In my opinion, the judgment this day rendered will, in time, prove to be quite as pernicious as the decision made by this tribunal in the Dred Scott case.2 It was adjudged in that case that the descendants of Africans who were imported into this country and sold as slaves were not included nor intended to be included under the word “citizens” in the Constitution, and could not claim any of the rights and privileges which that instrument provided for and secured to citizens of the United States; that, at the time of the adoption of the Constitution, they were “considered as a subordinate and inferior class of beings, who had been subjugated by the dominant race, and, whether emancipated or not, yet remained subject to their authority, and had no rights or privileges but such as those who held the power and the government might choose to grant them.”

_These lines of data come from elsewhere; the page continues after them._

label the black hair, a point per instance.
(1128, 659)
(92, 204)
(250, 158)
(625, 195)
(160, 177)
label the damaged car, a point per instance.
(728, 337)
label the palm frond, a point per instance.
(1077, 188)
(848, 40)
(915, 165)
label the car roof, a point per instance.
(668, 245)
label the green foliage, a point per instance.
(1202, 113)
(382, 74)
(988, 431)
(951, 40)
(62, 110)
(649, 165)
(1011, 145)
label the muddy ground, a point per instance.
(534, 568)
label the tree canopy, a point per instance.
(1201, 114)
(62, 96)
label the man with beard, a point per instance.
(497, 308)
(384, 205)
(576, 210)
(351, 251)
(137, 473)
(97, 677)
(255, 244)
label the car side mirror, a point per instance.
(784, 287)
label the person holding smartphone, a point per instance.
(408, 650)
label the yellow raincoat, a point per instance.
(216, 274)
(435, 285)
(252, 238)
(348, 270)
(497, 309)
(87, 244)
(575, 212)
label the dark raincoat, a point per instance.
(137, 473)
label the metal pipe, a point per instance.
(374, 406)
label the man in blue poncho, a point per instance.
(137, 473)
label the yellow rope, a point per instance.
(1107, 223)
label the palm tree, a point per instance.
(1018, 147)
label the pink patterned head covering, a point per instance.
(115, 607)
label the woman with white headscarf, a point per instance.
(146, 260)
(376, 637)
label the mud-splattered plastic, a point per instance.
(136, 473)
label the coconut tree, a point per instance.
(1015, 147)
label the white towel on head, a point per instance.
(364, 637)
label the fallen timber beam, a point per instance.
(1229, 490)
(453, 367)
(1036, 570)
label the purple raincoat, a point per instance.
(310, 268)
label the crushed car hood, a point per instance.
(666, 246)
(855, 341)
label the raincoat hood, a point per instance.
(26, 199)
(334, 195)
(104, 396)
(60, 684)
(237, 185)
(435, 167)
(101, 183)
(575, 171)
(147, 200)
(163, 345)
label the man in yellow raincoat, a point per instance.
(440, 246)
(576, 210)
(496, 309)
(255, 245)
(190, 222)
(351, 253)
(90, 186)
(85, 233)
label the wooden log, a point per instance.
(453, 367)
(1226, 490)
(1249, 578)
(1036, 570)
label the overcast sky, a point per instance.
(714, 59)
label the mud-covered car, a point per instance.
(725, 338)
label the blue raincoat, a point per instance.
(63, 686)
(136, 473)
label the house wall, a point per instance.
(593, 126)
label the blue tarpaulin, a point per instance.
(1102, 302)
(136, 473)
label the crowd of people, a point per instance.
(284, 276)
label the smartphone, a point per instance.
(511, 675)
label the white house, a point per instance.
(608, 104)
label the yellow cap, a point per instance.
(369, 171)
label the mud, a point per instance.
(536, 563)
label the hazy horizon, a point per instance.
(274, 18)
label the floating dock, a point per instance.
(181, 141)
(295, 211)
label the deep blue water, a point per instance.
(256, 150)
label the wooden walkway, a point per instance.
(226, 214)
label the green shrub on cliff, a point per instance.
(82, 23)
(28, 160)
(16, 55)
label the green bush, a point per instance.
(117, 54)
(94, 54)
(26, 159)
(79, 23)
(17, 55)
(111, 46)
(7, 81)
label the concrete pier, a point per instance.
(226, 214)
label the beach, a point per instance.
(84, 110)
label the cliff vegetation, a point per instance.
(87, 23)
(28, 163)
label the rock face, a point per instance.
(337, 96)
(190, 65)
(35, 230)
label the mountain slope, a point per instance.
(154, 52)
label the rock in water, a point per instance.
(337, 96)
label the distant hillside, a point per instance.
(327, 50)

The recent amendments of the Constitution, it was supposed, had eradicated these principles from our institutions. But it seems that we have yet, in some of the states, a dominant race—a superior class of citizens, which assumes to regulate the enjoyment of civil rights, common to all citizens, upon the basis of race. The present decision, it may well be apprehended, will not only stimulate aggressions, more or less brutal and irritating, upon the admitted rights of colored citizens, but will encourage the belief that it is possible, by means of state enactments, to defeat the beneficent purposes which the people of the United States had in view when they adopted the recent amendments of the Constitution, by one of which the blacks of this country were made citizens of the United States and of the states in which they respectively reside, and whose privileges and immunities, as citizens, the states are forbidden to abridge. Sixty million whites are in no danger from the presence here of eight million blacks. The destinies of the two races in this country are indissolubly linked together, and the interests of both require that the common government of all shall not permit the seeds of race hate to be planted under the sanction of law. What can more certainly arouse race hate, what more certainly create and perpetuate a feeling of distrust between these races, than state enactments which, in fact, proceed on the ground that colored citizens are so inferior and degraded that they cannot be allowed to sit in public coaches occupied by white citizens. That, as all will admit, is the real meaning of such legislation as was enacted in Louisiana. . . .
For the reasons stated, I am constrained to withhold my assent from the opinion and judgment of the majority.
- 1. The police power is the general power of government to protect the health, welfare, safety, and morals of the people. The federal government is a government of enumerated powers and thus does not have the police power. State governments retain this power.
- 2. See Speech on the Dred Scott Decision and Speech at Springfield, Illinois.